Version-Release number of selected component (if applicable):
==============================================================

1/1


Steps Carried:
==============
1. Create 4 node cluster
2. Create 4 volumes
3. Mount the volume to client (Fuse and NFS)
4. Start copying and removing from each client with syntax like from each mount:

for i in {1..20}; do cp -rvf /etc etc.$i ; sleep 5; rm -rvf etc.$i;done

5. While IO is in progress, start creating snapshots of each volume in loop of 1..256 from nodes in cluster using:

Node1:
for i in {1..256}; do time gluster snapshot create a$i vol0; done

Node2:
for i in {1..256}; do time gluster snapshot create b$i vol1; done

Node3:
for i in {1..256}; do time gluster snapshot create b$i vol2; done

Node4:
for i in {1..256}; do time gluster snapshot create d$i vol3; done


Actual results:
===============

After around 450+ snapshot creating the snapshot creation failed on all nodes with below error

E [store.c:96:gf_store_sync_direntry] 0-management: Failed to open directory /var/lib/glusterd/snaps/a138/f24479f48660489e9471a5d87e0d4d50/bricks, due to Too many open files


Expected results:
=================

Snapshot creation should succeed

Comment 3 Vijaikumar Mallikarjuna 2014-08-28 06:47:58 UTC

Can you please check open file limit on the machine with the below command. I think it is running out of the 'open files limit' where so many bricks are running from 450+ snapshots might have opened some files.

'ulimit -n'


Also please can you please provide output of 'lsof'?

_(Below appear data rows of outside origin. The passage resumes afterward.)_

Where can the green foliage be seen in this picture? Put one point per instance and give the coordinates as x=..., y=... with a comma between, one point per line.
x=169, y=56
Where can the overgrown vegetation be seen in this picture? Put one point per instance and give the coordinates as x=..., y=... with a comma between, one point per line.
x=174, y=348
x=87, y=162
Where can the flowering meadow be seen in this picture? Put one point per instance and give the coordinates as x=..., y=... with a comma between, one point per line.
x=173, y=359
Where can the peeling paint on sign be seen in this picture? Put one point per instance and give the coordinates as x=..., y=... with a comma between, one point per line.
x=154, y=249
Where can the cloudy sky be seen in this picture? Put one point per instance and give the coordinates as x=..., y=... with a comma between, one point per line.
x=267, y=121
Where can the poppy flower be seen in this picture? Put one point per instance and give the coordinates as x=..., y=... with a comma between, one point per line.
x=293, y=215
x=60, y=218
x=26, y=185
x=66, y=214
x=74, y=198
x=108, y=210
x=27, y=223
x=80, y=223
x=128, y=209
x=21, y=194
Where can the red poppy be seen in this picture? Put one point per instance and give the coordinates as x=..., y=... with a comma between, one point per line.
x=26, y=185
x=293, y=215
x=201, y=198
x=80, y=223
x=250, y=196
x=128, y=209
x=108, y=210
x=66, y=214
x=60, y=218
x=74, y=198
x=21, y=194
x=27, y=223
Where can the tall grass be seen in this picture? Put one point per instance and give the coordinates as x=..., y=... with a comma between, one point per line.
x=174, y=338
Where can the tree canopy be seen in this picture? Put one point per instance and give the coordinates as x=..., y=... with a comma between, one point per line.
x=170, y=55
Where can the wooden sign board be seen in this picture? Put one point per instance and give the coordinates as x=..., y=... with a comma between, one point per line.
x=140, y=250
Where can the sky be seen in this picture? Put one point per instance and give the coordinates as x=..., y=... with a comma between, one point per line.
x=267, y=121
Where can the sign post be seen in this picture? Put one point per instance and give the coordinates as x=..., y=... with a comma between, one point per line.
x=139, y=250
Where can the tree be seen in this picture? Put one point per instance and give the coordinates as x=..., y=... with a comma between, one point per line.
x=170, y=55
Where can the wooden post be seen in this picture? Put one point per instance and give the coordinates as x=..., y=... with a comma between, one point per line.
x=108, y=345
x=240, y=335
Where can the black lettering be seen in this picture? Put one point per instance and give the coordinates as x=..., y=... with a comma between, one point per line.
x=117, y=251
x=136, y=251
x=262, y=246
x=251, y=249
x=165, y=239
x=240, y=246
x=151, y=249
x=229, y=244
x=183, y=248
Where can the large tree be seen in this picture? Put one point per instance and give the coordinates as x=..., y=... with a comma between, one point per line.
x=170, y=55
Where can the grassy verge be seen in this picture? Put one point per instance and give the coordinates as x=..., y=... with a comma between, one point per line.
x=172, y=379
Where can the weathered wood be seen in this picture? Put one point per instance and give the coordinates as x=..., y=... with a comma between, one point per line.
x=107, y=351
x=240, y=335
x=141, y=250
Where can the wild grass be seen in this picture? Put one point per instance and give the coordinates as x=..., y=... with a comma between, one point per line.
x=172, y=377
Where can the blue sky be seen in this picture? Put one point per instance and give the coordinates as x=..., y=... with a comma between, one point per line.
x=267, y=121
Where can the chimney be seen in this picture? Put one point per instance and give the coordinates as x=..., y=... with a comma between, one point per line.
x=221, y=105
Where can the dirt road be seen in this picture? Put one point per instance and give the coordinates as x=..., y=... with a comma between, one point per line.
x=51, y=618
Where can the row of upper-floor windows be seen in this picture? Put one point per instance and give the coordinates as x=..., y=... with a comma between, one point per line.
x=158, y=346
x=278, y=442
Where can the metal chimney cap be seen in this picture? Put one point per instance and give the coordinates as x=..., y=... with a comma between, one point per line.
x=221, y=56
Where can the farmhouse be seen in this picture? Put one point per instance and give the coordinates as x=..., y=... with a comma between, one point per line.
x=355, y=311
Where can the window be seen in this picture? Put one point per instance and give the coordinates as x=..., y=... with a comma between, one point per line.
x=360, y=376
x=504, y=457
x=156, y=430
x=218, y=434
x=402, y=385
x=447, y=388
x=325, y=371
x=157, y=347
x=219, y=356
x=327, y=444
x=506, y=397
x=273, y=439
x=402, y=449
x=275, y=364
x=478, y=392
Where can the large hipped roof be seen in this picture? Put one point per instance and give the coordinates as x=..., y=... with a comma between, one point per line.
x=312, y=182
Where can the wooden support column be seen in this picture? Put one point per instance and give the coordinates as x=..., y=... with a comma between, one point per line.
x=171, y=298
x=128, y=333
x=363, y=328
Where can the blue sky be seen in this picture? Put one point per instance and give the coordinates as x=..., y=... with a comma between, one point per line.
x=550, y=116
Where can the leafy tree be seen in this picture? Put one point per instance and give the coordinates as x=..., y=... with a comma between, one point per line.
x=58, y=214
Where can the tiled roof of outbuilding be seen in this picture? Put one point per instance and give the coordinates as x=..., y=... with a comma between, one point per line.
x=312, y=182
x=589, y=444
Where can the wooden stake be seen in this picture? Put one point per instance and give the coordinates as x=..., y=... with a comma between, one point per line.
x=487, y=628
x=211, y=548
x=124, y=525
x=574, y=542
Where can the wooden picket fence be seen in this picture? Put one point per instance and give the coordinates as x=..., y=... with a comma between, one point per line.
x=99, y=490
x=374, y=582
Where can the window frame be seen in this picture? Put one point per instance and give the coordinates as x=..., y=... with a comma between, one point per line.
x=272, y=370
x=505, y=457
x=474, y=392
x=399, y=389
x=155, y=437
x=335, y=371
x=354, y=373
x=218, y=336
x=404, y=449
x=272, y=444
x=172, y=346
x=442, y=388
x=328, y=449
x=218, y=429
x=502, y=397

Comment 4 rjoseph 2014-09-02 05:49:33 UTC

Tested on dev machines but not able to reproduce the problem. Requested QE to reproduce the problem again so that it can be investigated further.

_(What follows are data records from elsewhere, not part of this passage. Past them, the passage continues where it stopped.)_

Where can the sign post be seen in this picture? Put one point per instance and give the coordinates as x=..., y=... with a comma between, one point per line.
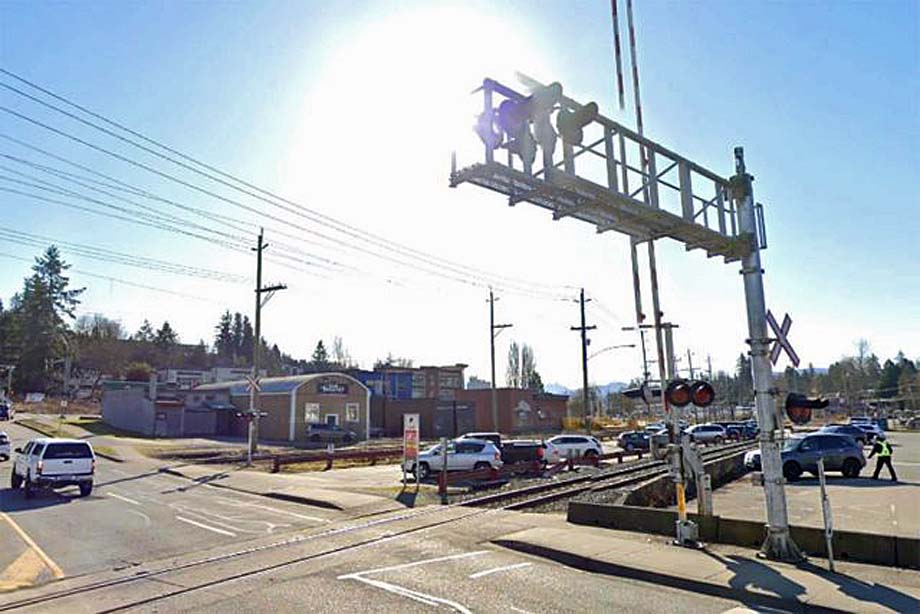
x=826, y=511
x=410, y=444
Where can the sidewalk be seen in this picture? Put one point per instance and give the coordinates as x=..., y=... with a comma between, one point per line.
x=723, y=571
x=302, y=488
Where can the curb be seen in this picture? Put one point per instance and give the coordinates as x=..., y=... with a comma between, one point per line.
x=114, y=459
x=584, y=563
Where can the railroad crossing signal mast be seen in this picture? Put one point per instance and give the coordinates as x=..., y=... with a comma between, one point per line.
x=698, y=208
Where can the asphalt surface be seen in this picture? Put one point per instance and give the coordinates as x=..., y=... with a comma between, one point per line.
x=135, y=513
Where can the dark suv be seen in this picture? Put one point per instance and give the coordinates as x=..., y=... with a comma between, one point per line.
x=330, y=433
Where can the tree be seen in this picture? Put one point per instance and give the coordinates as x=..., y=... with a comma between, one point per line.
x=320, y=357
x=513, y=371
x=41, y=313
x=166, y=337
x=223, y=335
x=145, y=332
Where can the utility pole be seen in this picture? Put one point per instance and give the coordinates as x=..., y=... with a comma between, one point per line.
x=584, y=352
x=778, y=544
x=492, y=335
x=268, y=291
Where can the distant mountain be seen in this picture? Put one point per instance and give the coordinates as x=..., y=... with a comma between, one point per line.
x=605, y=388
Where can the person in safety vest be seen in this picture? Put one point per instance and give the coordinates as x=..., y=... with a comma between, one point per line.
x=883, y=450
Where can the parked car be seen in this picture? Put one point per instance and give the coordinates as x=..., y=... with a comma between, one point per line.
x=847, y=429
x=801, y=453
x=560, y=447
x=634, y=440
x=522, y=451
x=329, y=433
x=495, y=438
x=707, y=433
x=462, y=455
x=54, y=463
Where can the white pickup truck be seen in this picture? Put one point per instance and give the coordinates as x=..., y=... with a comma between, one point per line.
x=53, y=463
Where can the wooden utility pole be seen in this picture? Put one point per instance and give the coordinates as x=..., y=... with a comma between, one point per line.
x=584, y=353
x=492, y=335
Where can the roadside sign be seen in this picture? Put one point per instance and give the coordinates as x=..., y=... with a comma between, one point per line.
x=782, y=342
x=410, y=436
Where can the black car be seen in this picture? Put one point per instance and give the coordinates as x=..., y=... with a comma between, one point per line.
x=634, y=440
x=523, y=451
x=847, y=429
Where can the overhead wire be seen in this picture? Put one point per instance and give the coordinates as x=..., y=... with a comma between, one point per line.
x=299, y=209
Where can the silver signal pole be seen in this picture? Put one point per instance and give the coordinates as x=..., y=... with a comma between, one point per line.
x=778, y=544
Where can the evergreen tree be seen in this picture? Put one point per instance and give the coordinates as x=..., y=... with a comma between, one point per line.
x=41, y=313
x=145, y=332
x=320, y=356
x=223, y=336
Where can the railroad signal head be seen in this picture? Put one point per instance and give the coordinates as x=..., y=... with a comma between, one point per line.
x=798, y=407
x=571, y=123
x=702, y=393
x=678, y=393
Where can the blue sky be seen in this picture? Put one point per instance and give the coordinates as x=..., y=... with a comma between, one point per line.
x=352, y=107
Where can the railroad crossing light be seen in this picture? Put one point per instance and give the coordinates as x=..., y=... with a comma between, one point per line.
x=678, y=393
x=798, y=407
x=571, y=123
x=702, y=393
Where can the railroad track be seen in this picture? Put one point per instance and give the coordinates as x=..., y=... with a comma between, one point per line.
x=542, y=494
x=513, y=499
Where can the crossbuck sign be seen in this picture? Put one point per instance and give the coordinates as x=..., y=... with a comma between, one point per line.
x=782, y=342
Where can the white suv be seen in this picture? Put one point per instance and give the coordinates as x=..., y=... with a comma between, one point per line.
x=462, y=455
x=561, y=447
x=54, y=463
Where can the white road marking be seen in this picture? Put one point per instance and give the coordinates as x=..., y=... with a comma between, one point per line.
x=414, y=595
x=480, y=574
x=204, y=526
x=451, y=557
x=125, y=499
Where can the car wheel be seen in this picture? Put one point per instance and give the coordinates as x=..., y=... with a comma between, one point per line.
x=851, y=468
x=423, y=471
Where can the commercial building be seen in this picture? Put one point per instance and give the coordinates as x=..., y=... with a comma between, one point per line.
x=293, y=402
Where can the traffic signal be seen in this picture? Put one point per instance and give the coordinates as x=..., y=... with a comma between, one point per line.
x=571, y=123
x=681, y=393
x=798, y=407
x=678, y=393
x=702, y=393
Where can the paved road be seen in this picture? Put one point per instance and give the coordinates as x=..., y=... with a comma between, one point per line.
x=136, y=513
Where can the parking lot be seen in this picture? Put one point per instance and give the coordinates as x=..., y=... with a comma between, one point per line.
x=859, y=504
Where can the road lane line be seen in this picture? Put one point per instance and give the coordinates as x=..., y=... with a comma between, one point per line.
x=125, y=499
x=204, y=526
x=480, y=574
x=56, y=571
x=414, y=595
x=451, y=557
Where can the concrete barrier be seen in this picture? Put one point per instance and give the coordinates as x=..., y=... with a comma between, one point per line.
x=893, y=551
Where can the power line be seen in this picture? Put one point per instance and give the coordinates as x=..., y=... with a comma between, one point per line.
x=298, y=209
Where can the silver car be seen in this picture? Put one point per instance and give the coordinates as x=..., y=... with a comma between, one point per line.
x=707, y=433
x=462, y=455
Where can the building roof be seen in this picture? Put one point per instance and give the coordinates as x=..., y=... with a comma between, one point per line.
x=272, y=385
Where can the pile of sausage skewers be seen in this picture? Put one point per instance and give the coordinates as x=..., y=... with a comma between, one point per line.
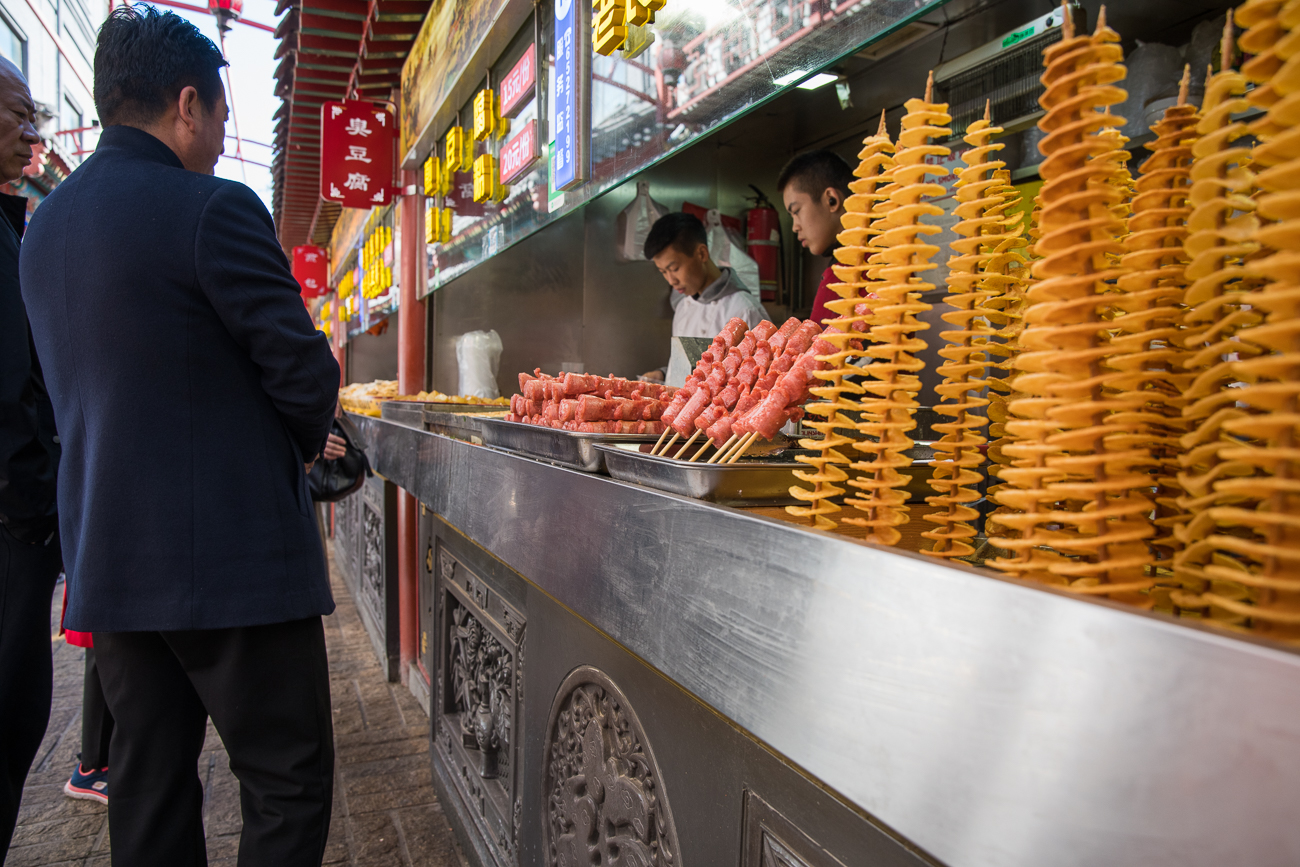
x=746, y=385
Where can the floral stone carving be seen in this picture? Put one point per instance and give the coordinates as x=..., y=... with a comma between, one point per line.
x=605, y=797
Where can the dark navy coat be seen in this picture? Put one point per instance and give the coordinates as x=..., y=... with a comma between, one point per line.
x=189, y=388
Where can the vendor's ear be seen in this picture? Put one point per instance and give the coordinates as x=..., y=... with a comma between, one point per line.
x=832, y=199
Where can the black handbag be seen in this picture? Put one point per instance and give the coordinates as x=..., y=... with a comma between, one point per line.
x=333, y=480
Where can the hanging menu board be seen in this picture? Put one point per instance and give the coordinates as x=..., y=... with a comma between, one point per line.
x=572, y=125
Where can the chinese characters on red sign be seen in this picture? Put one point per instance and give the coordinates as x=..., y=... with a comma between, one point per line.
x=519, y=154
x=356, y=154
x=311, y=269
x=516, y=87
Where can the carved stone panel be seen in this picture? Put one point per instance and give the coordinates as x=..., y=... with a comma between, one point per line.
x=347, y=515
x=605, y=797
x=372, y=542
x=477, y=702
x=771, y=840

Comment 6 Vijaikumar Mallikarjuna 2014-09-02 09:52:06 UTC

This issue is not specific to a snapshot.
Default 'open FD limit' is 1024. As the number of volumes/bricks increases, brick-to-glusterd socket FDs also increases in glusterd and runs out of the limit.

Solution is to set the 'Open FD' limit to higher value in glusterd

Comment 7 Vijaikumar Mallikarjuna 2014-09-03 06:19:06 UTC

Patch submitted: https://code.engineering.redhat.com/gerrit/#/c/31894/

Comment 8 ssamanta 2014-09-03 07:06:36 UTC

After discussing with Engineering Leads approving this to be in Denali(RHS3.0).

Comment 11 errata-xmlrpc 2014-09-22 19:45:40 UTC

Since the problem described in this bug report should be
resolved in a recent advisory, it has been closed with a
resolution of ERRATA.

For information on the advisory, and where to find the updated
files, follow the link below.

If the solution does not work for you, open a new bug report.

http://rhn.redhat.com/errata/RHEA-2014-1278.html